JAKARTA, KOMPAS — Menteri Pertambangan 1978-1988 Subroto mendorong agar pembangunan di Indonesia mulai mengarasutamakan energi terbarukan dan secara bertahap meninggalkan sumber energi fosil. Namun, ia mengakui bahwa meninggalkan ketergantungan pada energi fosil bukanlah hal yang mudah.
"Membangun dengan energi rendah karbon artinya banyak menggunakan sumber tenaga air, angin, surya, dan panas bumi. Ini perlu didukung dengan kekuatan riset dan pengembangan," kata Subroto dalam acara peluncuran logo baru Institut Indonesia untuk Ekonomi Energi (IIEE), Jumat (16/11/2018), di Jakarta.
Menurut Subroto, Indonesia belum sepenuhnya mewujudkan kesejahteraan untuk seluruh rakyat. Hal itu disebabkan adanya kesalahan pada sistem pembangunan nasional. Kesenjangan antara si kaya dan si miskin masih lebar.
IIEE merupakan sebuah organisasi nirlaba non pemerintah yang didirikan pada 24 Februari 1995. Pada mulanya, IIEE dibentuk sebagai lembaga kajian ekonomi energi untuk menunjang pengelolaan dan pemanfaatan sumber daya energi secara berkelanjutan. Lembaga ini juga memberi masukan dan rekomendasi kepada pemerintah Indonesia mengenai isu-isu ekonomi energi.
Sejak tahun 2010, IIEE mulai aktif dalam kegiatan penyediaan energi, khususnya elektrifikasi desa dan pemberdayaan masyarakat. Didirikan oleh Subroto, IIEE mengajak para pemangku kepentingan untuk bersama-sama terlibat di dalam menunjang pengelolaan dan pemanfaatan sumber daya energi secara berkelanjutan.
Menteri Perencanaan Pembangunan Nasional Bambang PS Brodjonegoro, yang menjadi pembicara kunci pada acara tersebut, mengatakan, pengelolaan energi di Indonesia masih penuh tantangan. Tentang pemanfaatan energi terbarukan, menurut dia, tren global sudah mengembangkan energi terbarukan dan meninggalkan sumber energi fosil secara massif.

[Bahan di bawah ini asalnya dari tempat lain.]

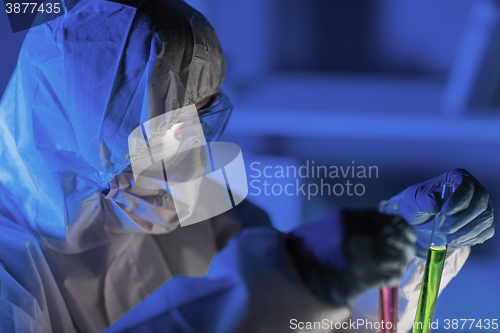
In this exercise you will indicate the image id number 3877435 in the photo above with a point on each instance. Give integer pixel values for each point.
(32, 7)
(470, 324)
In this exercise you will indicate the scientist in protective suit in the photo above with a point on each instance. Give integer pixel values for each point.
(83, 248)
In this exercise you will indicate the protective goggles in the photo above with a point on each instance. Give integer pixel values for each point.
(213, 118)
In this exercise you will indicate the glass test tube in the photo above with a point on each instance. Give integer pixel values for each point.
(433, 269)
(388, 309)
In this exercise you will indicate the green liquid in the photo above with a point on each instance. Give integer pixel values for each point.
(430, 288)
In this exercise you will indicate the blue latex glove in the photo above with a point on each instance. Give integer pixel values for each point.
(349, 252)
(468, 211)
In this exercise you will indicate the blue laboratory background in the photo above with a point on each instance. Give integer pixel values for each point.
(364, 81)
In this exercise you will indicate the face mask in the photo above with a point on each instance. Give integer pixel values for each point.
(174, 157)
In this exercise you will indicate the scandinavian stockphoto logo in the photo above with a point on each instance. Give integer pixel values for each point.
(170, 152)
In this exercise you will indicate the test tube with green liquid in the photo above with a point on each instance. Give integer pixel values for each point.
(433, 269)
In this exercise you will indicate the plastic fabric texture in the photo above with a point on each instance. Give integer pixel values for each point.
(83, 83)
(349, 252)
(251, 286)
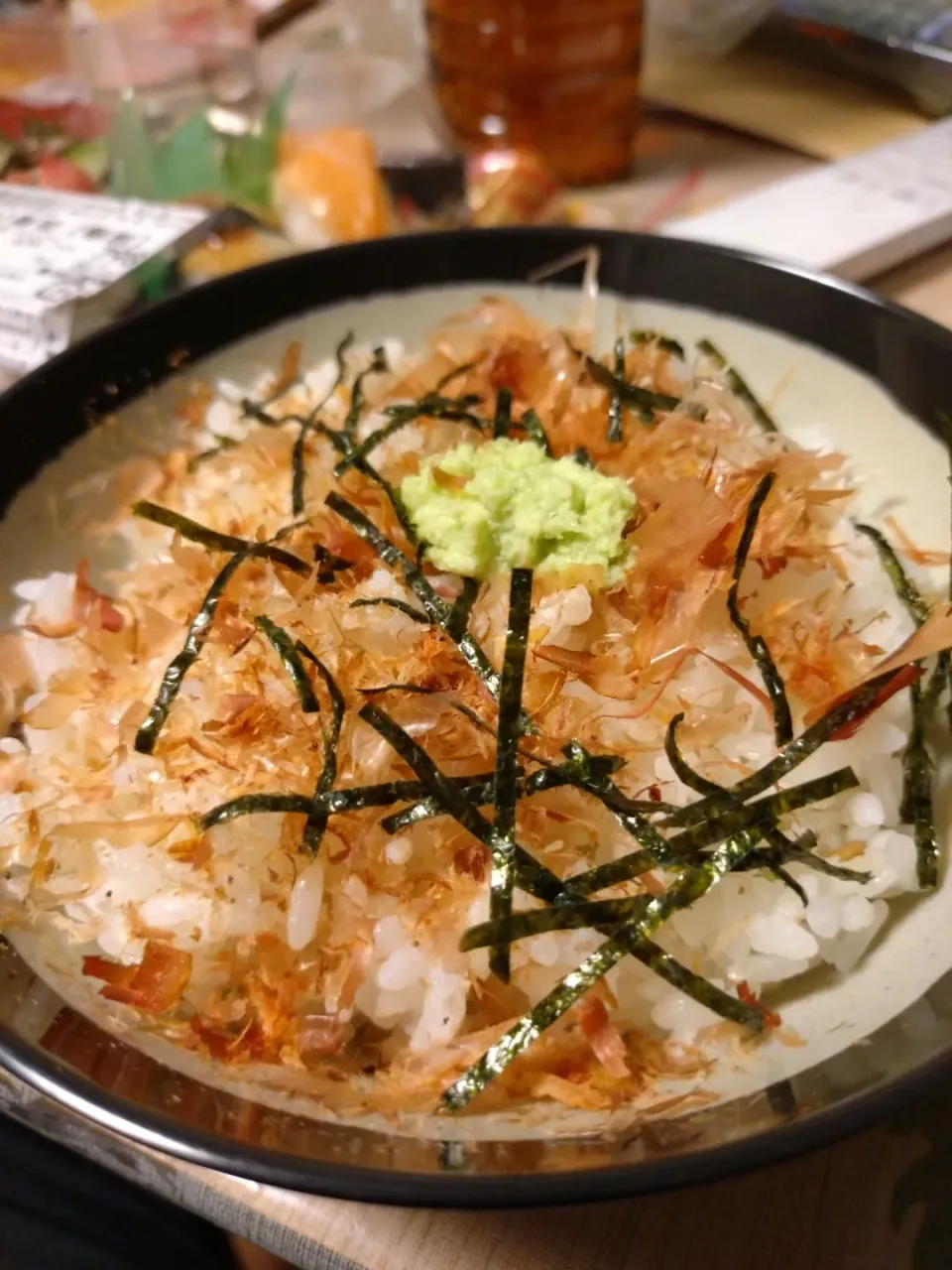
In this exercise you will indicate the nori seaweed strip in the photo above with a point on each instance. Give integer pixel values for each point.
(453, 375)
(428, 808)
(204, 454)
(756, 644)
(291, 658)
(738, 385)
(298, 468)
(253, 411)
(664, 341)
(462, 607)
(503, 848)
(359, 797)
(918, 776)
(946, 429)
(253, 804)
(317, 817)
(530, 874)
(780, 848)
(535, 430)
(576, 983)
(602, 915)
(918, 767)
(719, 826)
(563, 917)
(436, 608)
(642, 400)
(684, 772)
(429, 775)
(329, 564)
(309, 425)
(906, 592)
(503, 418)
(400, 604)
(616, 409)
(844, 712)
(399, 688)
(178, 668)
(449, 409)
(377, 366)
(214, 541)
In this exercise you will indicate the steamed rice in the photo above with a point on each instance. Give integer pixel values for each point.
(344, 969)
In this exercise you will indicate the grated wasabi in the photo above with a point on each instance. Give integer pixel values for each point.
(506, 504)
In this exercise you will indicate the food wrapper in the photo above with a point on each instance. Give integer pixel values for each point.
(511, 187)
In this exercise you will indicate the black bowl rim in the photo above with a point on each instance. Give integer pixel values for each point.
(109, 1111)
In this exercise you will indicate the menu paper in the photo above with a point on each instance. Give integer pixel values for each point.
(66, 263)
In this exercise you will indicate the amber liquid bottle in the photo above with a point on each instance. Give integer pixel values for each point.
(557, 75)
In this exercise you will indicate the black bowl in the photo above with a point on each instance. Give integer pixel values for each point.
(103, 1079)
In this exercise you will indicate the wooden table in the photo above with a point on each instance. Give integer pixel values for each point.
(879, 1202)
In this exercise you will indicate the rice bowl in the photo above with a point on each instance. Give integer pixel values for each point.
(751, 930)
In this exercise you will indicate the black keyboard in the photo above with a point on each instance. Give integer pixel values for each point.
(904, 42)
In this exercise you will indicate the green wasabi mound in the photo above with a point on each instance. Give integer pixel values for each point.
(506, 504)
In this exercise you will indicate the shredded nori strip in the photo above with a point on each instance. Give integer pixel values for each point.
(780, 848)
(503, 418)
(178, 668)
(214, 541)
(329, 564)
(720, 825)
(530, 874)
(692, 885)
(664, 341)
(428, 808)
(431, 405)
(316, 824)
(298, 457)
(906, 592)
(503, 849)
(756, 644)
(562, 917)
(361, 797)
(855, 706)
(438, 611)
(225, 444)
(400, 604)
(616, 408)
(291, 659)
(644, 402)
(535, 430)
(253, 804)
(377, 366)
(738, 385)
(534, 876)
(462, 607)
(918, 767)
(918, 776)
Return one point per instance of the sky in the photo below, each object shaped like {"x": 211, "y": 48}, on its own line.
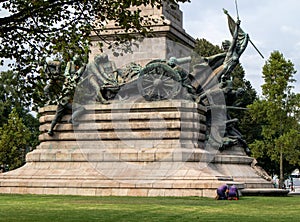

"Perlu ada perencanaan terintegrasi untuk mengembangkan energi terbarukan di Indonesia. Selain itu, harus ada komitmen di mana energi terbarukan hendak dikembangkan, jenisnya apa, besarannya bagaimana, lalu waktu pengembangannya," kata Bambang.
Bambang juga menyinggung masih rendahnya pemanfaatan energi terbarukan di Indonesia. Potensi seluruh jenis energi terbarukan yang mencapai 441.000 megawatt, baru dimanfaatkan sebesar 9,2 megawatt atau sekitar 2 persen dari potensi yang ada.